Berstein has done some hand optimizations to the tight inner operation loop for both of these in a similar way, perhaps due to the C compilers of the day not being able to fully optimize these loops, and in order for those compilers not to undo these hand optimizations he states in the notes that the compiler should be run with only the first level of optimization. That is no longer true for the "gcc" version of today as the performance of both are increased with "-O3" high level optimizations. If both are set to 8192 32-bit words (32 Kilobytes) with the above and compiled with the optimizations as above, they both sieve to a billion in about 0.49/0.50 seconds on the DF-type machine, indicating that the number of CPU cycles per cull is about 36 per cent less for "eratspeed". If the Maximum Wheel Factorization combo principles were applied, then it should be about yet another 40% faster, and this is before doing optimizations on the tight inner culling loop; these optimizations to the culling loop are not possible with the SoA because it must use a variable-span-per-operation loop as compared to the fixed span per loop of SoE. This reference "eratspeed" SoE implementation will be discussed further down the answer(s), as this is the approach that leads to my improved algoithm answer.

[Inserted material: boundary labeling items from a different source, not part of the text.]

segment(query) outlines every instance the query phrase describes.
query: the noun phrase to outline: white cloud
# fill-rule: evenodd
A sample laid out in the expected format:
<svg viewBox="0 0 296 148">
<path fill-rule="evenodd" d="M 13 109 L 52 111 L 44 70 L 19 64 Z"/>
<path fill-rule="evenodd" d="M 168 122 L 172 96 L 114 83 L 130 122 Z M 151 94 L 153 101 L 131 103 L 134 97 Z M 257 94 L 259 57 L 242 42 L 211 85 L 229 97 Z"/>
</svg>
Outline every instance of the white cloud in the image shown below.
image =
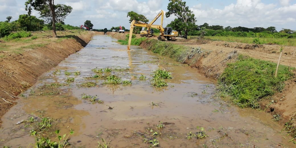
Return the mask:
<svg viewBox="0 0 296 148">
<path fill-rule="evenodd" d="M 266 28 L 283 25 L 291 26 L 292 24 L 289 23 L 296 22 L 295 15 L 296 4 L 279 7 L 275 4 L 263 3 L 260 0 L 237 0 L 236 3 L 221 9 L 211 8 L 202 10 L 195 7 L 192 7 L 191 10 L 199 25 L 207 22 L 210 25 L 220 25 L 224 27 L 230 25 Z M 277 27 L 278 30 L 281 29 Z"/>
<path fill-rule="evenodd" d="M 279 0 L 279 1 L 281 5 L 285 6 L 289 5 L 290 4 L 290 0 Z"/>
</svg>

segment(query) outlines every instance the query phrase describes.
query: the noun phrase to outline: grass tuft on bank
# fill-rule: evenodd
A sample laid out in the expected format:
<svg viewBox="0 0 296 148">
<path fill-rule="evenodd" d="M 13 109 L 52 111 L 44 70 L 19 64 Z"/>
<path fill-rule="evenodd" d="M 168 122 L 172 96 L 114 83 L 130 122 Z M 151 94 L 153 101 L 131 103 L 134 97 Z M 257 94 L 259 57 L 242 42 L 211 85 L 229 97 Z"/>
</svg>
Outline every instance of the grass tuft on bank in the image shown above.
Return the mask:
<svg viewBox="0 0 296 148">
<path fill-rule="evenodd" d="M 221 96 L 230 96 L 241 107 L 259 108 L 260 99 L 281 91 L 292 75 L 286 66 L 280 65 L 275 78 L 276 64 L 242 55 L 238 58 L 221 75 L 218 89 Z"/>
</svg>

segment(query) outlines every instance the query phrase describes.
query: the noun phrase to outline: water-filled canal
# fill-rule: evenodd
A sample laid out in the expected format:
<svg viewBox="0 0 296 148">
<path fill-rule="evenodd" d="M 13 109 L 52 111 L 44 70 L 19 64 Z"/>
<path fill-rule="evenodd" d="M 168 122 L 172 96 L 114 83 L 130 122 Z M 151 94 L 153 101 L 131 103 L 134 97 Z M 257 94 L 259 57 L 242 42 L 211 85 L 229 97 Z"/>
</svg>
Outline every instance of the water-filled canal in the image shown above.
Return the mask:
<svg viewBox="0 0 296 148">
<path fill-rule="evenodd" d="M 157 141 L 161 147 L 293 147 L 270 115 L 213 97 L 215 84 L 196 70 L 138 46 L 127 51 L 116 41 L 95 36 L 41 76 L 3 117 L 0 145 L 34 145 L 30 131 L 36 123 L 29 122 L 33 117 L 37 122 L 50 118 L 51 130 L 60 130 L 60 135 L 72 129 L 71 147 L 95 147 L 102 138 L 113 148 L 148 147 Z M 152 86 L 158 69 L 171 73 L 168 86 Z M 104 76 L 112 75 L 132 84 L 104 84 Z M 83 85 L 90 82 L 94 86 Z M 93 103 L 83 98 L 90 96 Z M 55 136 L 46 131 L 36 135 L 57 141 Z"/>
</svg>

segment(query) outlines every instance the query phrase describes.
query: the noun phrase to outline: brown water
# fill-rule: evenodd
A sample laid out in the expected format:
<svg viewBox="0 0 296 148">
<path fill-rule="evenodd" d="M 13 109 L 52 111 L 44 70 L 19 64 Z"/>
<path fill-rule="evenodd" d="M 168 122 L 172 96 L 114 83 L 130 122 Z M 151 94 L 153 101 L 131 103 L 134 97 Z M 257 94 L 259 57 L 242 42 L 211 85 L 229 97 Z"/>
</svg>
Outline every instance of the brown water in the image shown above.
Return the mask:
<svg viewBox="0 0 296 148">
<path fill-rule="evenodd" d="M 290 137 L 281 134 L 280 126 L 272 120 L 271 115 L 228 105 L 220 99 L 213 98 L 215 85 L 196 70 L 137 46 L 127 52 L 126 46 L 116 41 L 107 36 L 94 36 L 84 48 L 40 77 L 24 94 L 26 97 L 20 96 L 17 104 L 1 119 L 0 145 L 32 146 L 30 144 L 35 143 L 35 139 L 29 131 L 33 123 L 15 124 L 33 116 L 38 120 L 41 116 L 54 119 L 53 126 L 60 130 L 62 135 L 73 129 L 74 133 L 69 140 L 71 147 L 95 147 L 98 141 L 102 143 L 102 138 L 107 142 L 111 141 L 113 148 L 149 147 L 152 144 L 144 143 L 143 139 L 154 139 L 161 147 L 295 147 L 288 142 Z M 103 84 L 104 81 L 86 79 L 95 74 L 91 70 L 96 67 L 129 68 L 131 70 L 112 71 L 112 74 L 131 81 L 132 84 Z M 159 68 L 172 73 L 173 78 L 167 80 L 168 86 L 151 86 L 151 74 Z M 60 70 L 60 75 L 53 74 L 57 70 Z M 66 75 L 65 70 L 79 71 L 81 74 Z M 147 79 L 139 81 L 141 74 Z M 65 83 L 69 77 L 74 78 L 75 81 L 69 86 L 43 87 Z M 82 83 L 90 81 L 96 82 L 97 86 L 81 86 Z M 53 92 L 57 94 L 44 95 Z M 82 99 L 83 93 L 96 95 L 104 103 L 91 104 Z M 158 105 L 153 105 L 152 102 Z M 160 121 L 165 126 L 157 128 Z M 197 134 L 201 131 L 197 126 L 204 128 L 207 136 L 187 139 L 190 132 Z M 152 135 L 155 131 L 158 135 Z M 53 136 L 43 134 L 41 136 Z M 56 140 L 53 136 L 52 139 Z"/>
</svg>

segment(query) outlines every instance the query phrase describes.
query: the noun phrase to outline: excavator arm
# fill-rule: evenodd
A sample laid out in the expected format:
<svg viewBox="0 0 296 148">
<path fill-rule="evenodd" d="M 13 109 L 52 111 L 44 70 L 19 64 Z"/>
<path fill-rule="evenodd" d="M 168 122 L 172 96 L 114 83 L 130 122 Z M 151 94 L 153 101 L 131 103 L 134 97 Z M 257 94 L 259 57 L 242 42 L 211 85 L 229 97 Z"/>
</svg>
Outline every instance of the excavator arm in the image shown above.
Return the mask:
<svg viewBox="0 0 296 148">
<path fill-rule="evenodd" d="M 129 36 L 128 37 L 128 50 L 129 50 L 130 49 L 131 42 L 131 38 L 132 36 L 133 36 L 133 31 L 134 26 L 139 26 L 158 29 L 160 31 L 160 36 L 163 37 L 164 33 L 164 28 L 162 26 L 156 25 L 148 24 L 133 20 L 131 23 L 131 28 L 130 29 Z"/>
</svg>

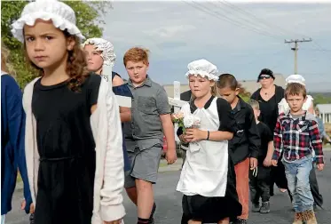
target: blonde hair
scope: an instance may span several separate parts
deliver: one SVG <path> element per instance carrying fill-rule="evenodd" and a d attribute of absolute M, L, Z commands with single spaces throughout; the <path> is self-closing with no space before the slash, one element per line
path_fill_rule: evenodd
<path fill-rule="evenodd" d="M 285 99 L 287 99 L 288 95 L 298 96 L 300 94 L 303 94 L 303 98 L 306 98 L 307 96 L 306 88 L 302 84 L 291 83 L 288 84 L 285 89 Z"/>
<path fill-rule="evenodd" d="M 248 104 L 255 109 L 260 110 L 260 104 L 255 100 L 249 100 Z"/>
<path fill-rule="evenodd" d="M 1 41 L 1 70 L 15 77 L 16 76 L 15 71 L 12 68 L 12 66 L 8 60 L 9 55 L 10 55 L 9 50 L 4 46 L 4 42 Z"/>
<path fill-rule="evenodd" d="M 212 81 L 212 80 L 209 80 L 209 81 L 214 83 L 214 84 L 211 86 L 211 90 L 210 90 L 211 95 L 214 96 L 214 97 L 219 97 L 218 91 L 217 91 L 217 86 L 216 84 L 216 82 Z M 193 94 L 191 94 L 190 101 L 193 101 L 194 100 L 195 100 L 195 96 Z"/>

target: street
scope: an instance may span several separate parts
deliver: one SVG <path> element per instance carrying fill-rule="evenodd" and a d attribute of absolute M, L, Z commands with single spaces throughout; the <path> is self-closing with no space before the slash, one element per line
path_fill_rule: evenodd
<path fill-rule="evenodd" d="M 331 223 L 331 152 L 325 152 L 326 166 L 323 172 L 317 171 L 319 190 L 324 196 L 324 209 L 318 209 L 317 218 L 319 224 Z M 164 172 L 159 175 L 159 182 L 155 185 L 155 224 L 178 224 L 181 219 L 181 194 L 175 188 L 179 178 L 179 171 Z M 20 211 L 22 190 L 17 190 L 14 195 L 13 210 L 7 215 L 7 224 L 28 224 L 28 216 Z M 137 223 L 137 210 L 124 194 L 124 206 L 127 215 L 125 223 Z M 269 214 L 250 213 L 249 224 L 288 224 L 292 223 L 294 212 L 287 193 L 275 189 L 275 196 L 271 199 L 271 212 Z"/>

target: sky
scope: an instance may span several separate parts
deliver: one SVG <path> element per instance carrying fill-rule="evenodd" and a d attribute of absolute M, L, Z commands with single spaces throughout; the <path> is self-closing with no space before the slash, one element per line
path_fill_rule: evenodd
<path fill-rule="evenodd" d="M 255 80 L 264 68 L 298 74 L 310 91 L 331 92 L 331 4 L 240 1 L 114 1 L 103 20 L 103 37 L 114 44 L 114 70 L 126 78 L 122 57 L 133 46 L 150 50 L 149 76 L 162 84 L 186 84 L 187 64 L 206 59 L 219 72 Z M 266 2 L 266 1 L 265 1 Z"/>

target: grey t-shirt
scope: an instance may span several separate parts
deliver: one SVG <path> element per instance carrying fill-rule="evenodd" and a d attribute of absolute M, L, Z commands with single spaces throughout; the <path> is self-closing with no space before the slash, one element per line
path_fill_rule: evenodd
<path fill-rule="evenodd" d="M 126 140 L 163 140 L 161 115 L 170 114 L 167 92 L 148 76 L 140 86 L 128 85 L 132 92 L 131 122 L 124 124 Z"/>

As a final note about the SoA "primegen", Bernstein seems to believe that the sieve buffer needed to be limited to less than the CPU L1 cache size. While that may have been true for the CPU's on which he developed this work, it is no longer true for modern CPU's whose L2 cache performance is much faster than the SoA and close to the reference SoE tight inner loop time. Thus, if one makes the sieve buffer equal to the CPU L2 cache size (256 Kiloytes in the case of these CPU's), the time to sieve to a billion changes almost not at all at about 0.50 seconds for "primegen", but the time to sieve to 100 billion almost scales linearly to about 52 seconds (as it should). This works because the buffer has been increased so the SoA isn't plagued so quickly by operation span overflows, but it doesn't fix the problem, it just moves it further up the range and the SoA still won't be faster than a maximally optimized SoE at even the highest practical ranges.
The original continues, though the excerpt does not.